The jury found for the plaintiff, damages £361 18s. 13ā., adding, in answer to questions put by the learned judge at the request of the defendants' counsel: 1, that the enjoyment of the plaintiff's property was sensibly diminished; 2, that the business carried on by the defendants was an ordinary business for smelting copper, and conducted in a proper manner, in as good a manner as possible; and 3, that it was not carried en in a proper place

EDWARD JAMES (HINDMARCH and WESTER with him) moved for a new trial, on the ground of misdirection. [MELLOR, J.You wanted me at the trial to direct the jury according to the judgment of the Lord Chief Baron, in Bamford v. Turnley, 3 B. & S. 66, in the Exchequer Chamber, but I directed them in accordance with that of the majority of the court in that case.] The learned judge ought to have directed the attention of the jury to the circumstances of the case.
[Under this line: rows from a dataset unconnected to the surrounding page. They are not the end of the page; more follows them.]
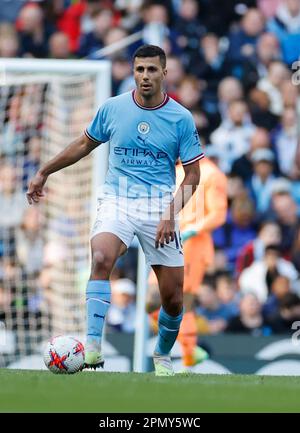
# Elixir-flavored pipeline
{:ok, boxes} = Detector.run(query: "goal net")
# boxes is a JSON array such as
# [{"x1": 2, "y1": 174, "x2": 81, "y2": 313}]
[{"x1": 0, "y1": 60, "x2": 110, "y2": 367}]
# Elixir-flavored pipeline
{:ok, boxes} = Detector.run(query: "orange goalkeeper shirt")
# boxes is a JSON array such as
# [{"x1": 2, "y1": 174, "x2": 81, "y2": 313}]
[{"x1": 176, "y1": 158, "x2": 227, "y2": 265}]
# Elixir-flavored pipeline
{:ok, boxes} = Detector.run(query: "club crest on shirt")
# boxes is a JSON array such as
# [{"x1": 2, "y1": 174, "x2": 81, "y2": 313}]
[{"x1": 138, "y1": 122, "x2": 150, "y2": 134}]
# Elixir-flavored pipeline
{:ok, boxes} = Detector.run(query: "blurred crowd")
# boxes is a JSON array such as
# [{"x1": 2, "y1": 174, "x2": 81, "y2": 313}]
[{"x1": 0, "y1": 0, "x2": 300, "y2": 335}]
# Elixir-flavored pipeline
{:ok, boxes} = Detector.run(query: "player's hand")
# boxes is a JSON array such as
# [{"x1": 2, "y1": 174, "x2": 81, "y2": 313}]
[
  {"x1": 155, "y1": 219, "x2": 175, "y2": 248},
  {"x1": 26, "y1": 172, "x2": 47, "y2": 204},
  {"x1": 180, "y1": 228, "x2": 198, "y2": 243}
]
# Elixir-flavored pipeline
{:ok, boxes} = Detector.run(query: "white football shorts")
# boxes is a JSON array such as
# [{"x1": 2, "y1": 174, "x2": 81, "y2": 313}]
[{"x1": 91, "y1": 196, "x2": 184, "y2": 267}]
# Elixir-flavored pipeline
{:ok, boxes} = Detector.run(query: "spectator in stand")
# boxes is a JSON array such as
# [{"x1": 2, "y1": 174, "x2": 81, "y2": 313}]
[
  {"x1": 241, "y1": 33, "x2": 281, "y2": 89},
  {"x1": 268, "y1": 293, "x2": 300, "y2": 335},
  {"x1": 227, "y1": 174, "x2": 247, "y2": 206},
  {"x1": 187, "y1": 33, "x2": 227, "y2": 132},
  {"x1": 257, "y1": 60, "x2": 290, "y2": 116},
  {"x1": 22, "y1": 135, "x2": 41, "y2": 191},
  {"x1": 231, "y1": 128, "x2": 278, "y2": 183},
  {"x1": 257, "y1": 0, "x2": 282, "y2": 18},
  {"x1": 263, "y1": 275, "x2": 291, "y2": 319},
  {"x1": 17, "y1": 3, "x2": 55, "y2": 58},
  {"x1": 226, "y1": 293, "x2": 272, "y2": 336},
  {"x1": 0, "y1": 163, "x2": 27, "y2": 229},
  {"x1": 280, "y1": 80, "x2": 300, "y2": 108},
  {"x1": 215, "y1": 271, "x2": 239, "y2": 317},
  {"x1": 177, "y1": 75, "x2": 201, "y2": 110},
  {"x1": 0, "y1": 24, "x2": 20, "y2": 57},
  {"x1": 130, "y1": 1, "x2": 183, "y2": 56},
  {"x1": 77, "y1": 9, "x2": 113, "y2": 57},
  {"x1": 227, "y1": 8, "x2": 265, "y2": 78},
  {"x1": 203, "y1": 0, "x2": 257, "y2": 36},
  {"x1": 196, "y1": 277, "x2": 234, "y2": 334},
  {"x1": 0, "y1": 0, "x2": 28, "y2": 24},
  {"x1": 218, "y1": 77, "x2": 244, "y2": 120},
  {"x1": 291, "y1": 225, "x2": 300, "y2": 273},
  {"x1": 236, "y1": 221, "x2": 281, "y2": 277},
  {"x1": 238, "y1": 245, "x2": 298, "y2": 303},
  {"x1": 165, "y1": 55, "x2": 185, "y2": 101},
  {"x1": 101, "y1": 27, "x2": 128, "y2": 60},
  {"x1": 213, "y1": 194, "x2": 256, "y2": 272},
  {"x1": 270, "y1": 190, "x2": 299, "y2": 254},
  {"x1": 210, "y1": 100, "x2": 255, "y2": 173},
  {"x1": 248, "y1": 87, "x2": 279, "y2": 131},
  {"x1": 57, "y1": 0, "x2": 113, "y2": 53},
  {"x1": 112, "y1": 56, "x2": 134, "y2": 96},
  {"x1": 267, "y1": 0, "x2": 300, "y2": 65},
  {"x1": 247, "y1": 149, "x2": 275, "y2": 217},
  {"x1": 49, "y1": 32, "x2": 73, "y2": 59},
  {"x1": 114, "y1": 0, "x2": 144, "y2": 32},
  {"x1": 16, "y1": 207, "x2": 44, "y2": 275},
  {"x1": 173, "y1": 0, "x2": 207, "y2": 63},
  {"x1": 272, "y1": 107, "x2": 298, "y2": 177}
]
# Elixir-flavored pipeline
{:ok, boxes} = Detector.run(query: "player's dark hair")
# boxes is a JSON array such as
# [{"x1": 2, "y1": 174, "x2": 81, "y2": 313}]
[{"x1": 133, "y1": 45, "x2": 167, "y2": 68}]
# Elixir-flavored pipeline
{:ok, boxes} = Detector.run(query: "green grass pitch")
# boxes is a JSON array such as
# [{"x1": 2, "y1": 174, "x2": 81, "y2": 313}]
[{"x1": 0, "y1": 369, "x2": 300, "y2": 413}]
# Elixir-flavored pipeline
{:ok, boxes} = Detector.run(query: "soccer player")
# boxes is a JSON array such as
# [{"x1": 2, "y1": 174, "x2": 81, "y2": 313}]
[
  {"x1": 27, "y1": 45, "x2": 203, "y2": 376},
  {"x1": 146, "y1": 157, "x2": 227, "y2": 370},
  {"x1": 176, "y1": 158, "x2": 227, "y2": 370}
]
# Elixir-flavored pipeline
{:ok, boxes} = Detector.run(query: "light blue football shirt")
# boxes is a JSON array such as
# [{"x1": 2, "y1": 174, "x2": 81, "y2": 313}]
[{"x1": 85, "y1": 91, "x2": 204, "y2": 198}]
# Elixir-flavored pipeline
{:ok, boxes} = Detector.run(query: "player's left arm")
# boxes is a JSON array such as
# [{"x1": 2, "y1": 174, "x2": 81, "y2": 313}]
[{"x1": 155, "y1": 160, "x2": 200, "y2": 248}]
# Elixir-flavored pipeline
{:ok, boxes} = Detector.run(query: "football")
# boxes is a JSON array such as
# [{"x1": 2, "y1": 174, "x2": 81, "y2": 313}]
[{"x1": 44, "y1": 335, "x2": 84, "y2": 374}]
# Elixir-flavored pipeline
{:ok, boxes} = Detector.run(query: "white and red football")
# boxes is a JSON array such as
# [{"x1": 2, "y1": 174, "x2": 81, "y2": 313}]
[{"x1": 44, "y1": 335, "x2": 84, "y2": 374}]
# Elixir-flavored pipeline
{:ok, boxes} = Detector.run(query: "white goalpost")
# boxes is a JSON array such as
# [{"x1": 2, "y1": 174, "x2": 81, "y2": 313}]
[{"x1": 0, "y1": 59, "x2": 146, "y2": 371}]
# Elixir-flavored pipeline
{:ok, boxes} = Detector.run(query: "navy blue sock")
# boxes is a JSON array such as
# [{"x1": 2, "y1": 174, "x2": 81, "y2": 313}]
[
  {"x1": 86, "y1": 280, "x2": 111, "y2": 344},
  {"x1": 155, "y1": 307, "x2": 183, "y2": 355}
]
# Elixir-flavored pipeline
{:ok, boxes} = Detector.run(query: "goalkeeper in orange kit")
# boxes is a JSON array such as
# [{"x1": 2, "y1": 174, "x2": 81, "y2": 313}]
[
  {"x1": 176, "y1": 157, "x2": 227, "y2": 367},
  {"x1": 147, "y1": 157, "x2": 227, "y2": 368}
]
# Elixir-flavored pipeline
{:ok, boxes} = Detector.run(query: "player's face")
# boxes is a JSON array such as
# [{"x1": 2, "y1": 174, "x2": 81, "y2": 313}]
[{"x1": 133, "y1": 56, "x2": 167, "y2": 98}]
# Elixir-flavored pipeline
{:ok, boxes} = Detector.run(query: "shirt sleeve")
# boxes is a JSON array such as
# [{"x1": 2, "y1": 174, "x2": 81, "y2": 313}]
[
  {"x1": 84, "y1": 104, "x2": 110, "y2": 143},
  {"x1": 179, "y1": 113, "x2": 204, "y2": 165}
]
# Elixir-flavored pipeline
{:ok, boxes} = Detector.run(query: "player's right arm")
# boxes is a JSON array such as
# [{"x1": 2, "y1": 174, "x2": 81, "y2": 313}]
[{"x1": 26, "y1": 134, "x2": 100, "y2": 204}]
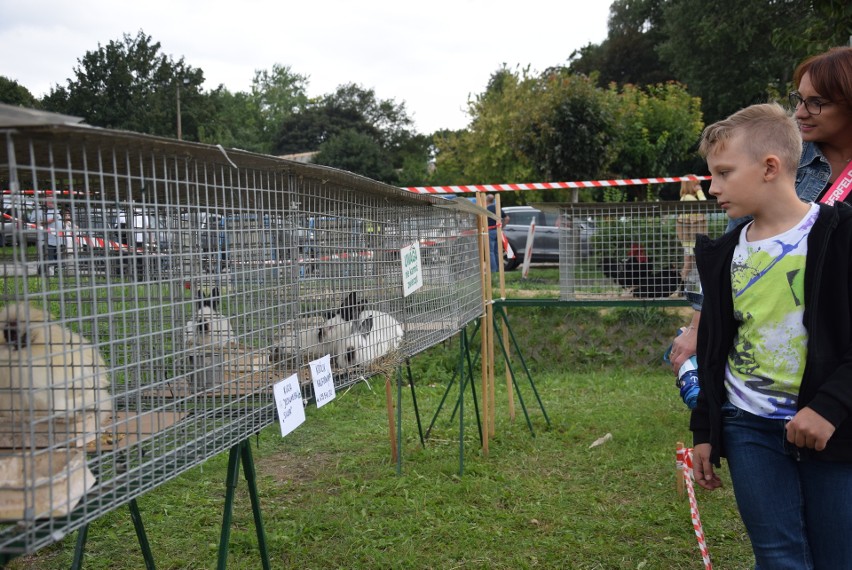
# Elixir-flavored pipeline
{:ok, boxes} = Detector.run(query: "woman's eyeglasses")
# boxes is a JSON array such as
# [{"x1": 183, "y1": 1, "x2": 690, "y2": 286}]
[{"x1": 788, "y1": 91, "x2": 831, "y2": 115}]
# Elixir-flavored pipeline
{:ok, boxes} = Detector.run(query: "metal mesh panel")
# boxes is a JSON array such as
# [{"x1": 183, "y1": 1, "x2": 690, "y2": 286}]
[
  {"x1": 559, "y1": 200, "x2": 728, "y2": 300},
  {"x1": 0, "y1": 112, "x2": 481, "y2": 554}
]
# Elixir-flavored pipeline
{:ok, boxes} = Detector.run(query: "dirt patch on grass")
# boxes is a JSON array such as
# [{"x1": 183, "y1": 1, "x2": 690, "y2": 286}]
[{"x1": 255, "y1": 452, "x2": 337, "y2": 485}]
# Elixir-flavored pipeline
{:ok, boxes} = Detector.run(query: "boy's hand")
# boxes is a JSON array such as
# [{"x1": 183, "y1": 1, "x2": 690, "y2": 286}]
[
  {"x1": 692, "y1": 443, "x2": 722, "y2": 491},
  {"x1": 787, "y1": 407, "x2": 835, "y2": 451},
  {"x1": 669, "y1": 327, "x2": 698, "y2": 374}
]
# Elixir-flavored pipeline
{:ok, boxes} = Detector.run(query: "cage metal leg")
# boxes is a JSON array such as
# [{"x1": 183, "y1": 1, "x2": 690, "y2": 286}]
[
  {"x1": 71, "y1": 499, "x2": 156, "y2": 570},
  {"x1": 396, "y1": 366, "x2": 402, "y2": 475},
  {"x1": 216, "y1": 440, "x2": 270, "y2": 570},
  {"x1": 458, "y1": 328, "x2": 466, "y2": 477},
  {"x1": 426, "y1": 320, "x2": 482, "y2": 443},
  {"x1": 128, "y1": 499, "x2": 155, "y2": 570},
  {"x1": 494, "y1": 303, "x2": 550, "y2": 428},
  {"x1": 71, "y1": 523, "x2": 89, "y2": 570},
  {"x1": 405, "y1": 359, "x2": 426, "y2": 448}
]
First. The plaintiff came to the nuisance, which, although not in itself an answer to the action, still forms an element in the question.

Secondly. The nature of the plaintiff's enjoyment of his property. An action of nuisance brought by a person in respect of land enjoyed by himself and his family for centuries rests on a different foundation from one brought by a person who has only recently acquired land.

Thirdly. The action was brought for an act of nuisance in a place where works beneficial to the public were common; there the right to maintain such actions would enable any private individual to put down the works of a whole locality.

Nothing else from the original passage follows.